Monday, Jul. 15, 1929

Professional's Return

Bulgaria's War-time Prime Minister, Vasil Radoslavoff, has spent the past eleven years in exile, with his son-in-law's spare bedroom at Berlin as his base. Last week Exile Radoslavoff, who fled his country when Tsar Ferdinand was forced to abdicate the Bulgarian throne in 1918, was unofficially told that he might return to Bulgaria. The Bulgarian Sobranye (Assembly) had passed the third reading of a bill pardoning those ministers who were condemned to life imprisonment by the government of Alexander Stamboulisky, spectacular peasant, in 1922.

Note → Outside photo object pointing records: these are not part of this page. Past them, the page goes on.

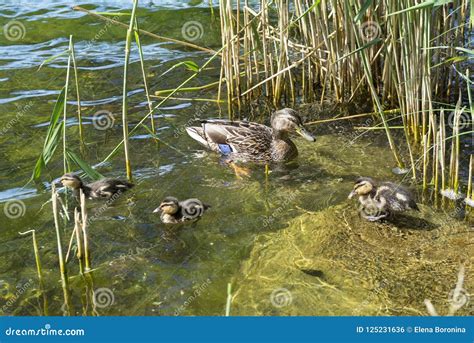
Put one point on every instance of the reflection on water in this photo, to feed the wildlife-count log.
(146, 267)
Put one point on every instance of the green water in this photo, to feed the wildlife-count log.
(147, 268)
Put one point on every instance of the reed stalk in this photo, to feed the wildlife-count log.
(142, 65)
(128, 42)
(78, 96)
(143, 32)
(39, 271)
(229, 299)
(85, 237)
(62, 265)
(66, 87)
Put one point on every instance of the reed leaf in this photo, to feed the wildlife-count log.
(52, 137)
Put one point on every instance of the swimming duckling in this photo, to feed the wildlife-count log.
(380, 201)
(174, 211)
(102, 189)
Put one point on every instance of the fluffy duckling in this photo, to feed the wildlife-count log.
(102, 189)
(382, 200)
(173, 211)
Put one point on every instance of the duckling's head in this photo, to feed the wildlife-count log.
(72, 181)
(362, 186)
(288, 120)
(169, 205)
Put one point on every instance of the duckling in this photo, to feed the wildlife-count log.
(174, 211)
(102, 189)
(382, 200)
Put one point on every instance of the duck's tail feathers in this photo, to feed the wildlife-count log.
(197, 133)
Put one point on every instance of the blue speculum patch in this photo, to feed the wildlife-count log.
(225, 149)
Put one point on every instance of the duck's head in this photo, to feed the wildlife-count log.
(169, 205)
(362, 186)
(72, 181)
(288, 120)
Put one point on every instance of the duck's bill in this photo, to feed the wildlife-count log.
(305, 134)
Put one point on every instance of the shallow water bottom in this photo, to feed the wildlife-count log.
(333, 263)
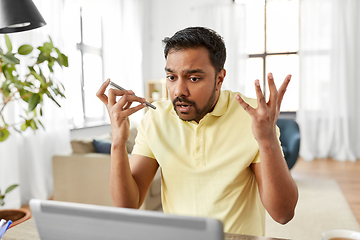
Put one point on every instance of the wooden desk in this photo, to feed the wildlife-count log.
(27, 231)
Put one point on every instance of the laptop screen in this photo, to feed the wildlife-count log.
(64, 220)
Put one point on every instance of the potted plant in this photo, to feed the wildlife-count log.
(28, 90)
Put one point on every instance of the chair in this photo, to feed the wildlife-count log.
(290, 140)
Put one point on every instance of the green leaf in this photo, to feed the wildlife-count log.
(9, 189)
(10, 58)
(24, 127)
(33, 101)
(41, 124)
(4, 134)
(8, 43)
(25, 49)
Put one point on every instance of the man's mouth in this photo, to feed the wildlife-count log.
(183, 107)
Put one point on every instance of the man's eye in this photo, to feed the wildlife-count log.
(194, 79)
(171, 78)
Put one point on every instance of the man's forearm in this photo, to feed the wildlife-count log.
(123, 188)
(278, 191)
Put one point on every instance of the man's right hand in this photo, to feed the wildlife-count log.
(119, 111)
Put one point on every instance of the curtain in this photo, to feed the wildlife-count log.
(229, 21)
(26, 159)
(329, 111)
(124, 28)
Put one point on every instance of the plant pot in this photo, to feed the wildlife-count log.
(17, 216)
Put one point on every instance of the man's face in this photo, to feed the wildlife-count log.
(192, 82)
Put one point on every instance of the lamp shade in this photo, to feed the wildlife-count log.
(19, 15)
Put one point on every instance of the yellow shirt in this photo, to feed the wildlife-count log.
(205, 166)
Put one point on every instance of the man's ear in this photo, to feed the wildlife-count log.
(220, 79)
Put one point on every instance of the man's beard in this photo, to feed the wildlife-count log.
(199, 113)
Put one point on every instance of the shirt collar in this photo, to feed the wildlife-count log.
(221, 105)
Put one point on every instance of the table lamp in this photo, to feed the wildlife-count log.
(19, 15)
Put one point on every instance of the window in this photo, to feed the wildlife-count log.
(272, 44)
(84, 38)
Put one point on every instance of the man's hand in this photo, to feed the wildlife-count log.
(277, 188)
(264, 117)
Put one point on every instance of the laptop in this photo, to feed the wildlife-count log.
(65, 220)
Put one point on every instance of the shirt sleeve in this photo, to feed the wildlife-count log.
(257, 156)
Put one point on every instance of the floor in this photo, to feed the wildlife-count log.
(347, 174)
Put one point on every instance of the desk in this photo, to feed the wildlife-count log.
(27, 231)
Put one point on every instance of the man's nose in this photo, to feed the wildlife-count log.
(181, 88)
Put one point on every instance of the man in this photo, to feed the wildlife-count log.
(218, 151)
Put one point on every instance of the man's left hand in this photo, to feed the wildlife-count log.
(264, 117)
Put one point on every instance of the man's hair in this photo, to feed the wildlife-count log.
(196, 37)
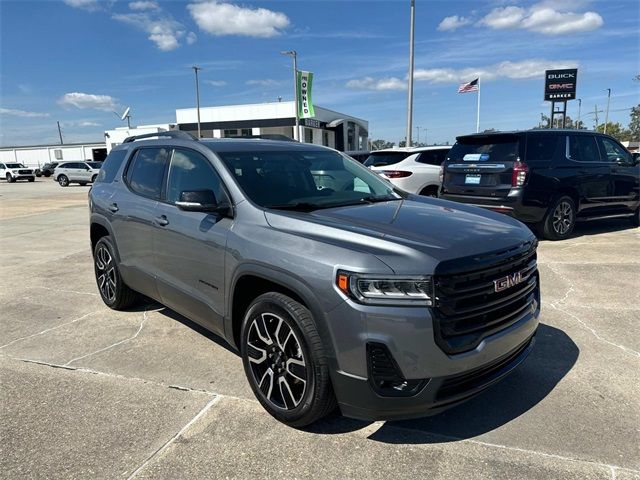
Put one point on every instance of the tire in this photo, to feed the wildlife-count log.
(63, 180)
(113, 291)
(560, 220)
(308, 394)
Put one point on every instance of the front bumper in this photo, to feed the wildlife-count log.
(408, 334)
(513, 205)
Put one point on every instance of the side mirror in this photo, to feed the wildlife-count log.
(200, 201)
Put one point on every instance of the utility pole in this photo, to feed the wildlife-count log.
(60, 133)
(579, 111)
(195, 69)
(410, 94)
(606, 115)
(293, 54)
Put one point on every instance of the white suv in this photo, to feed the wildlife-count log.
(16, 171)
(414, 170)
(76, 172)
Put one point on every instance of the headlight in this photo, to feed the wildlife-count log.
(386, 289)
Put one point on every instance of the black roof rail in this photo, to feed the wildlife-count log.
(171, 134)
(265, 136)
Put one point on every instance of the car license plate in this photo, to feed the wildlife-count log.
(472, 179)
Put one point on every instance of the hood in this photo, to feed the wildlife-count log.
(410, 236)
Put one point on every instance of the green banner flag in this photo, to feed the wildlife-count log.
(305, 103)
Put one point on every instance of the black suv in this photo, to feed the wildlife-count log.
(547, 178)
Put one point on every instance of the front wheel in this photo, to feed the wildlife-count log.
(560, 219)
(63, 180)
(114, 292)
(284, 360)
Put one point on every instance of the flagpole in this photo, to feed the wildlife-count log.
(478, 114)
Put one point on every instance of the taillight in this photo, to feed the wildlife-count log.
(395, 173)
(519, 175)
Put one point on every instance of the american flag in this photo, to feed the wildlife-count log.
(469, 87)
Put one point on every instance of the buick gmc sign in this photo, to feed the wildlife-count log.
(560, 85)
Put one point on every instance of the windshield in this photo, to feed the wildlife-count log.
(382, 159)
(305, 180)
(494, 148)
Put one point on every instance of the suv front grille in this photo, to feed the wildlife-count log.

Chief reason for the flight of Vasil Radoslavoff was his connection with fox-bearded German Tsar Ferdinand. In 1923, Peasant-Prime Minister Stamboulisky was overthrown by a coup d'etat and assassinated while trying to escape. Disgust with Stamboulisky brought renewed respect for Radoslavoff. People forgot that he had been prosecuted for corrupt practices before the War.

It was Prime Minister Radoslavoff, always pro-German, who took Bulgaria into the War on the German side when most Bulgarians were in favor of neutrality. It was Prime Minister Radoslavoff, occasionally farsighted, who refused (he now says) to declare war on the U. S. against the earnest entreaties of temperamental General von Ludendorff.

"That attitude paid well," chuckled Dr. Radoslavoff last week. "When the victorious Balkan States wanted to divide Bulgaria among themselves at the Neuilly Peace Conference it was the United States who protested and saved Bulgaria."

He told what he would do next:

"My opponents [in Bulgaria] have made all kinds of false accusations, such as that I intended to put back the Tsar Ferdinand on the throne. That was not true, because Ferdinand is always able to return to Bulgaria. He vacated the throne voluntarily and was not expelled from the country.

"I am for a democratic form of government, or rather for the constitutional monarchy as it exists at present under King Boris, but I am opposed to any dictatorship from Left or Right. When I return I shall re-enter political life as a member of the National Liberal Party."

Late Bulgarian news read by ex-Exile Radoslavoff, told how Prime Minister Liaptcheff had foiled assassins when he returned to Sofia last week, by train instead of automobile, from ceremonies at Kritschin. Detective Phileon Alexandroff, who followed with the Prime Minister's car, drove into a hail of rifle bullets near Philippopolis, was killed.